NIH is also supporting “the generation and analysis of substantial quantities of … numerous quantitative and qualitative datasets emanating from fundamental research using model clinical studies that include PII protected medical images, and observational and epidemiological studies that also includes data from individuals’ electronic health records and wearable devices, the research from which could be applicable, again, to the entire biometric community for a panoply of applications.
Broadening the utility, usability, and accessibility of specialized biometric tools seems to be the ultimate goal for HHS and NIH.
Indeed, NIH said, “Specialized [biometric] tools developed for one subfield of biomedical research might also be adopted for different purposes by researchers in other areas.”
“Finally, there is a critical need for better methods to mine the wealth of data available in electronic health records,” because they “present great opportunities for advancing medical research and improving human health—particularly in the area of precision medicine—but they also pose tremendous challenges,” like patient confidentiality and the level of access that’s granted to researchers, which must be obtained, recorded, obeyed, and enforced in accordance with HIPAA and NIST standards.

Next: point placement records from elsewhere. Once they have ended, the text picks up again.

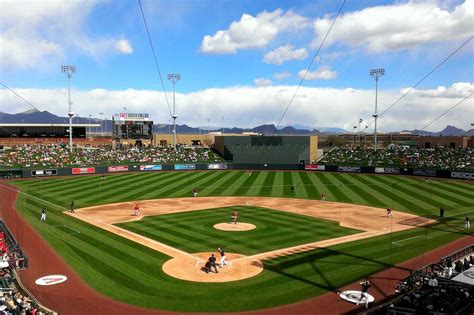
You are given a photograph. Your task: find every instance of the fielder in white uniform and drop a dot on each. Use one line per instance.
(223, 258)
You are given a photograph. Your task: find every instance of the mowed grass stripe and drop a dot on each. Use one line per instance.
(424, 206)
(231, 180)
(113, 189)
(230, 190)
(182, 231)
(389, 196)
(158, 181)
(434, 198)
(288, 182)
(337, 188)
(300, 191)
(267, 186)
(363, 193)
(212, 182)
(453, 190)
(244, 188)
(464, 186)
(121, 276)
(106, 242)
(454, 198)
(311, 190)
(117, 190)
(92, 181)
(184, 182)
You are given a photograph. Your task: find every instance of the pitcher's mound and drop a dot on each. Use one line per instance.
(240, 226)
(190, 269)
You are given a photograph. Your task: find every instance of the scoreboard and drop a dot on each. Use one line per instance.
(133, 127)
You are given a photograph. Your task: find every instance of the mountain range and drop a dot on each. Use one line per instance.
(35, 116)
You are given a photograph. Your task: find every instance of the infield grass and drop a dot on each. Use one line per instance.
(132, 273)
(193, 231)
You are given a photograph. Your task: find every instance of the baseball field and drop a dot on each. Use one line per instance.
(303, 246)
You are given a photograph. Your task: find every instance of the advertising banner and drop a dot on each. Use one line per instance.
(462, 175)
(150, 168)
(216, 166)
(120, 168)
(184, 167)
(353, 169)
(387, 170)
(424, 172)
(83, 170)
(51, 172)
(314, 167)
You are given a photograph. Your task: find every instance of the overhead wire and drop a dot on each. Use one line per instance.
(310, 64)
(155, 58)
(27, 102)
(306, 73)
(422, 79)
(447, 111)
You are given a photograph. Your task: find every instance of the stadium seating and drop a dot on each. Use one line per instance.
(402, 156)
(59, 156)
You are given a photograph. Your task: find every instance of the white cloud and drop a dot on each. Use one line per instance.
(262, 82)
(37, 34)
(251, 106)
(252, 32)
(123, 46)
(281, 75)
(285, 53)
(399, 26)
(323, 73)
(457, 90)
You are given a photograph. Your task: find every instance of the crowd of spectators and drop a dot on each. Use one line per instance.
(432, 291)
(59, 155)
(12, 302)
(402, 156)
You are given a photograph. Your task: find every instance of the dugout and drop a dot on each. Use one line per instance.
(281, 150)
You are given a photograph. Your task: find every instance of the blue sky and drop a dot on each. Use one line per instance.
(242, 59)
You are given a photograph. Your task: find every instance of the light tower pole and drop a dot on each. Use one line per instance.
(101, 118)
(173, 77)
(376, 73)
(69, 71)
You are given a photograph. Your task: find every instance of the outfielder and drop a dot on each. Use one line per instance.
(43, 215)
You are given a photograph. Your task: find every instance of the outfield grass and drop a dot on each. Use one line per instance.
(132, 273)
(193, 231)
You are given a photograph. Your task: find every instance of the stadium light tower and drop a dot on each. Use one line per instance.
(376, 74)
(69, 71)
(173, 77)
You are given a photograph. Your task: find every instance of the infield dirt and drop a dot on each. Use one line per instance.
(186, 266)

“Equally challenging,” HHS said, “is the fact that electronic health records are controlled by thousands of different hospitals and other organizations using dozens of different commercial computer platforms that do not always share a uniform language or data standards. Because of these challenges, NIH will support additional research to find better ways to allow clinical data to be used securely, ethically, and legally,” and “will also work with other federal and state agencies, private healthcare and insurance providers, and patient advocacy groups to find more efficient paths to realize the promise of electronic health records and other clinical data for medical research” while also, conversely, ensuring biometric access security to individuals’ PII/biometric data.